Worse was that Mesothulas had, despite all of his atrocities, loved him. Wanted him. Made him to care for him and watch over him. Prowl took that away. He took all of that away. Springer didn’t know if being cared for by a mad scientist with an unreliable moral compass would have been better, but the opportunity to know that was long gone.
Then he realized he had been staring silently for a number of minutes, as had Prowl. Maybe they had some things in common. His hands, the joints now aching, had been clenched into fists this entire time.
“Of course, you weren’t going to tell me anything,” Springer started, finally breaking the thick silence, “were you?”
“It was need-to-know information and you didn’t need to know.” Prowl tried to sit up, only to be hindered by too-short diagnostic and power cables plugged into his arms and torso. With a huff, he flopped back down, squinting up at the ceiling. “You wouldn’t have wanted me around anyway. What difference would it have made?”
Probably little to none.
“All the difference in the world,” he lied. A weak lie, of course. Springer had always been terrible at lying and Prowl, a king among liars, would immediately see right through it.

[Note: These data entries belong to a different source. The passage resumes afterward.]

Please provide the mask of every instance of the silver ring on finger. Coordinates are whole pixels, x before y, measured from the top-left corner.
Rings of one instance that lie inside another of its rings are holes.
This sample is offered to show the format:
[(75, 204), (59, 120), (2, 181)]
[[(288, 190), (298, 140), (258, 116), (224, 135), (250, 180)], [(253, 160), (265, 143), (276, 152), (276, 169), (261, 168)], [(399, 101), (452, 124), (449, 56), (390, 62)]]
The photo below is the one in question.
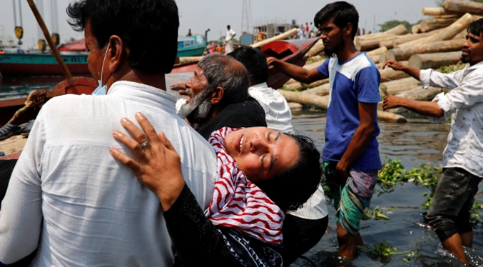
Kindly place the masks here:
[(144, 148), (145, 146), (148, 146), (148, 143), (149, 143), (149, 140), (146, 140), (146, 141), (143, 142), (143, 143), (140, 145), (141, 148)]

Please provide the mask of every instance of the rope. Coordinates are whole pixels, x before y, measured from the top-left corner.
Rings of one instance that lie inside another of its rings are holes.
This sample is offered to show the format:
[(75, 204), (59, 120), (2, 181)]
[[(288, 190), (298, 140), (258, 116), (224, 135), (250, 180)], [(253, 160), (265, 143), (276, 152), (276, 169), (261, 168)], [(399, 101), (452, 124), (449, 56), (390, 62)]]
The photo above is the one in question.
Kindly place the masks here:
[(27, 100), (25, 101), (25, 106), (19, 109), (15, 112), (14, 116), (6, 123), (6, 124), (13, 123), (21, 114), (25, 113), (29, 108), (34, 109), (40, 109), (42, 106), (47, 101), (47, 89), (34, 90), (27, 96)]

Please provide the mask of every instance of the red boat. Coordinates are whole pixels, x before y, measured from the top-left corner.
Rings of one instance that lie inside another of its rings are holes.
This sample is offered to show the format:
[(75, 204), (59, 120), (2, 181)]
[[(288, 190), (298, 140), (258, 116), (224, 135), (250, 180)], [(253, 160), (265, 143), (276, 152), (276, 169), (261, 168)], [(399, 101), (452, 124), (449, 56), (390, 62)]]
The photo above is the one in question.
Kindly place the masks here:
[[(317, 39), (306, 40), (275, 41), (265, 44), (262, 51), (265, 56), (273, 56), (285, 62), (303, 66), (307, 57), (305, 54), (315, 44)], [(166, 83), (173, 84), (187, 81), (196, 69), (198, 62), (175, 66), (171, 74), (166, 75)], [(70, 66), (69, 66), (70, 69)], [(270, 66), (268, 72), (268, 84), (275, 89), (281, 87), (290, 77), (278, 69)], [(44, 98), (51, 98), (66, 94), (90, 94), (98, 86), (97, 81), (87, 77), (73, 77), (71, 80), (65, 80), (51, 90), (44, 92)], [(5, 124), (14, 114), (22, 108), (29, 99), (26, 97), (14, 99), (0, 99), (0, 125)], [(35, 100), (34, 100), (35, 101)], [(15, 123), (20, 124), (35, 118), (38, 109), (30, 109), (17, 118)]]

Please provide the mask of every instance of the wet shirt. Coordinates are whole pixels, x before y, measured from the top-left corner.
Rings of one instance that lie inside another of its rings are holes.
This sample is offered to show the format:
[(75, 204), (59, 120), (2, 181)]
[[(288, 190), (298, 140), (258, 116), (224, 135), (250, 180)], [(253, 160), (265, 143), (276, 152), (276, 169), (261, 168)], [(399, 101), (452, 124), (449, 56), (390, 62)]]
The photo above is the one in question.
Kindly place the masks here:
[[(0, 261), (39, 247), (31, 266), (168, 266), (174, 255), (159, 198), (109, 153), (131, 151), (112, 136), (142, 112), (181, 158), (202, 208), (216, 180), (210, 144), (179, 118), (160, 89), (114, 83), (105, 96), (49, 100), (36, 119), (0, 211)], [(14, 226), (15, 227), (12, 227)]]
[(433, 100), (444, 111), (444, 118), (452, 116), (443, 166), (483, 177), (483, 62), (447, 74), (422, 70), (420, 79), (424, 88), (452, 89)]
[(233, 228), (270, 243), (282, 243), (283, 212), (248, 179), (224, 146), (234, 129), (224, 127), (210, 135), (216, 153), (218, 180), (206, 216), (217, 226)]
[[(360, 53), (342, 63), (336, 57), (329, 58), (317, 70), (328, 76), (330, 81), (325, 146), (322, 158), (326, 161), (339, 161), (360, 123), (358, 102), (377, 104), (381, 101), (379, 94), (380, 74), (365, 53)], [(374, 116), (375, 131), (367, 147), (352, 166), (361, 171), (370, 171), (381, 168), (379, 145), (376, 140), (380, 132), (377, 112)]]
[(293, 132), (290, 109), (280, 93), (262, 83), (250, 86), (248, 94), (263, 108), (267, 127), (283, 133)]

Springer walked around the medical slab and sat down on the utilitarian chair provided for visitors. Never minding that Prowl was probably right, that Springer wouldn’t have wanted Prowl around, he would have wanted to know, even if he had remained with Kup.
“Prowl, I need you to tell me what happened to Mesothulas. Before he became—“ He couldn’t bring himself to say it. Yet he finally looked directly in his… creator’s one remaining optic. “What did you do to him, Prowl?”